My daughter had her first accident there, tossed down the stairs one night when she was three weeks old. Her father, weary from lack of sleep, carrying her up to her crib, stepped on the tomcat that laid strewn out on the step. The cat screamed, Boo swore, and the baby was flying. Time suddenly froze. I couldn't get to her quick enough. She landed with a soft thud on the carpeted floor, no worse for wear but her two parents frightened enough for a lifetime. That was the first time I spent the night in the hospital because of my child. It was not to be my last.

When I got home the next day the cat was once again sprawled on the same stair with no remorse.

Wedding plans and baby names were discussed. Dreams deliberated, promises made. A new family was birthed, once again, within the walls of the tiny white house up on the hill.

She wasn't my house, not really, although at one point I desperately wanted her to be. I only borrowed her for a short while. But it was in that heartbeat of time my dreams came true. I had Boo and a family, and I became a thread in the tapestry of history of the little white house up on the hill.
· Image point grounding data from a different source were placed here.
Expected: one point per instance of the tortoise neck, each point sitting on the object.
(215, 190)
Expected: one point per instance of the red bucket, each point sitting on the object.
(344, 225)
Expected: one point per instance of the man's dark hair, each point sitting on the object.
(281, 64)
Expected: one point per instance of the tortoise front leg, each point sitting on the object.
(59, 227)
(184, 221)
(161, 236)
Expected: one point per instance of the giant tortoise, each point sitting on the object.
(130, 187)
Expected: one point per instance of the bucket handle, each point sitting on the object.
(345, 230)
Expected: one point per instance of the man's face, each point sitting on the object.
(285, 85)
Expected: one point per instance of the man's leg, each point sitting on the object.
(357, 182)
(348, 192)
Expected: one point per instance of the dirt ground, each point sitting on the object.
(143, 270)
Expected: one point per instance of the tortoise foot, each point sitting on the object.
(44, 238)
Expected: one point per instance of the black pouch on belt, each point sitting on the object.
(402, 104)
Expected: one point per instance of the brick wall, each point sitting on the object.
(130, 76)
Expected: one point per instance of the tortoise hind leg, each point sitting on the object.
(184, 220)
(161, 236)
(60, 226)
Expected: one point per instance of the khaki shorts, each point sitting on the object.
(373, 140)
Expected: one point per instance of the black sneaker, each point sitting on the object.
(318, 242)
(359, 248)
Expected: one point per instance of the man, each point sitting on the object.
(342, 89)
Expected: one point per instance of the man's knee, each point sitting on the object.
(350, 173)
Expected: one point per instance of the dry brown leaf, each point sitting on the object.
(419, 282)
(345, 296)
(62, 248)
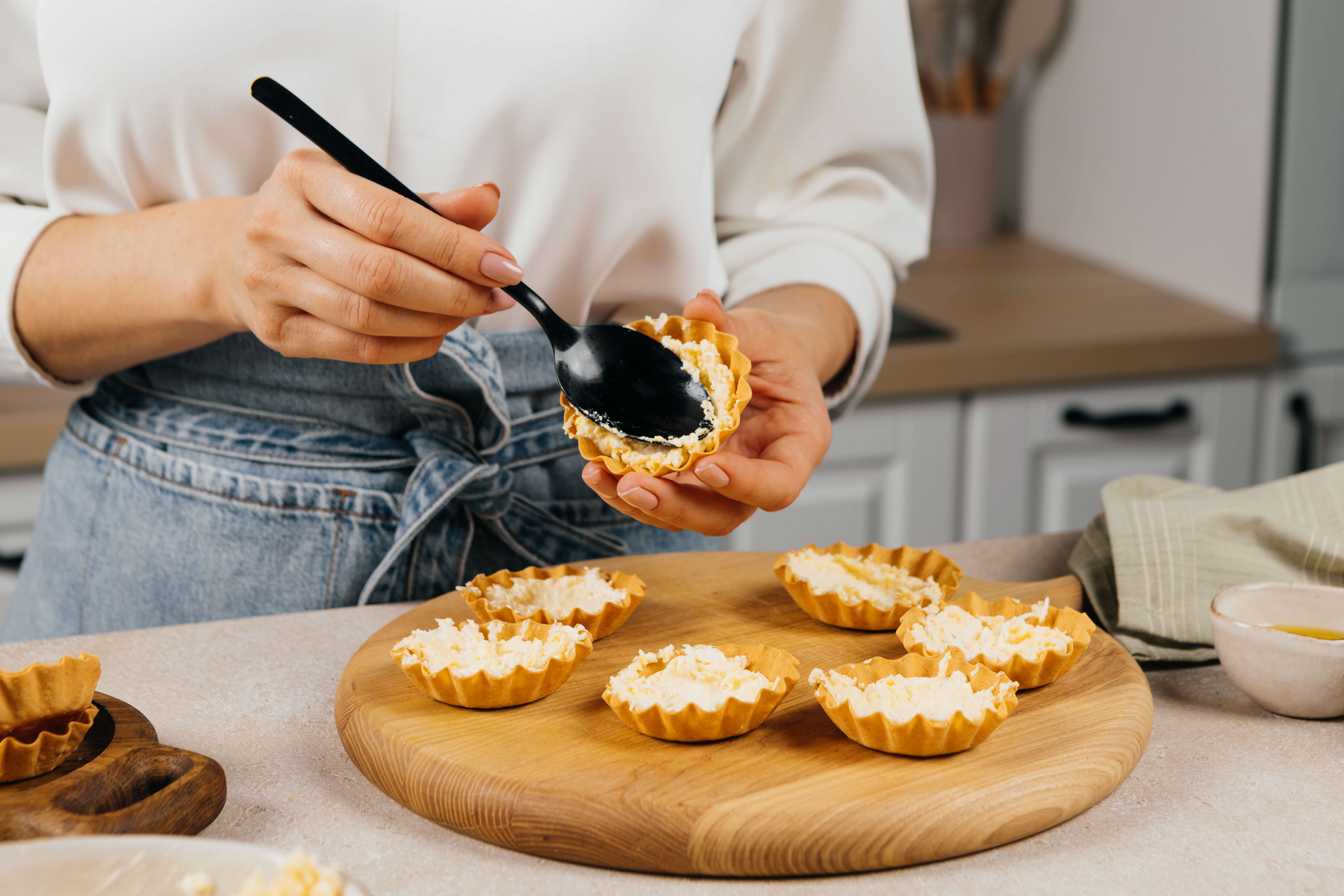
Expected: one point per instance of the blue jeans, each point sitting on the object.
(230, 482)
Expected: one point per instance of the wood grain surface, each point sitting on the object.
(119, 781)
(564, 778)
(1025, 315)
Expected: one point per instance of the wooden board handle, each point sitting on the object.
(150, 789)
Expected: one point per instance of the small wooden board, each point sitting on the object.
(564, 778)
(119, 781)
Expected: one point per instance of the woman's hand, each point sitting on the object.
(319, 264)
(331, 265)
(798, 338)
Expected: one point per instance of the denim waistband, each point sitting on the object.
(472, 370)
(463, 422)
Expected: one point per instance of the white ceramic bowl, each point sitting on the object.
(134, 866)
(1288, 674)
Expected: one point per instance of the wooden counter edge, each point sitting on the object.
(944, 369)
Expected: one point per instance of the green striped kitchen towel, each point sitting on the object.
(1164, 549)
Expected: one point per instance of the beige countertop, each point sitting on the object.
(1228, 799)
(1025, 315)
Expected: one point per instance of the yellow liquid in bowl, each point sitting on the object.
(1312, 632)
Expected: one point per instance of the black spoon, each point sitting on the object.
(615, 377)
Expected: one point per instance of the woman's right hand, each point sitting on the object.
(319, 264)
(331, 265)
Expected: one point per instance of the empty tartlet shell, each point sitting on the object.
(483, 691)
(1027, 674)
(25, 758)
(60, 691)
(45, 691)
(920, 737)
(601, 624)
(832, 610)
(691, 723)
(685, 331)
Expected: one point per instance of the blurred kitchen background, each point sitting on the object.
(1139, 268)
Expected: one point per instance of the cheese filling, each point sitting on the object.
(471, 649)
(995, 639)
(589, 593)
(864, 581)
(901, 699)
(702, 362)
(699, 675)
(299, 876)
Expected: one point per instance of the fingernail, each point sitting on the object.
(499, 268)
(499, 302)
(642, 499)
(712, 476)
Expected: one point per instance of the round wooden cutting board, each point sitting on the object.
(564, 778)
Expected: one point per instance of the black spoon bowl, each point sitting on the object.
(615, 377)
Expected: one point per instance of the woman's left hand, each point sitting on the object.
(793, 336)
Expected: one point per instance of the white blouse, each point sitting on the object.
(644, 150)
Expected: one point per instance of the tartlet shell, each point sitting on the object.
(830, 609)
(736, 718)
(920, 737)
(46, 752)
(600, 625)
(1027, 674)
(490, 692)
(685, 331)
(45, 691)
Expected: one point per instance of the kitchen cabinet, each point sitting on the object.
(890, 477)
(1304, 421)
(1036, 461)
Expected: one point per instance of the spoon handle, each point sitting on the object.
(331, 142)
(277, 99)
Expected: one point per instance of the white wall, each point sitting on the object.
(1148, 143)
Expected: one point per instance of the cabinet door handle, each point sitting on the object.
(1300, 408)
(1175, 413)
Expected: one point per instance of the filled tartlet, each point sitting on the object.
(599, 601)
(498, 664)
(702, 692)
(45, 713)
(866, 588)
(706, 354)
(916, 706)
(1033, 644)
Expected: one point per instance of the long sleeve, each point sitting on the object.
(824, 164)
(22, 195)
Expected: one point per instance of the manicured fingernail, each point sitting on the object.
(501, 269)
(642, 499)
(499, 302)
(712, 476)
Eventually my husband and I had to push our dreams aside and we left to chase new ones, but there was always a softness in our hearts for the house my husband grew up in, the house that helped create our family.

Time is a cruel mistress and like people, the small white house up on the hill grew frail and decrepit. Her bones creaked under the weight of old memories and weakened wood. Time stops for no one, for no house.

With every pinch of the claw, the dreams of so many were laid to rest. The letting go was loud and rough and violent.

In the end, there was nothing left but dust and dirty cheeks marred with an odd tearstain. The small white house on the hill; ashes, a photograph to fade, a memory of time forgotten.

I won't forget. And I know my mother-in-law won't either. Thank you for sharing the little white house up on the hill with me.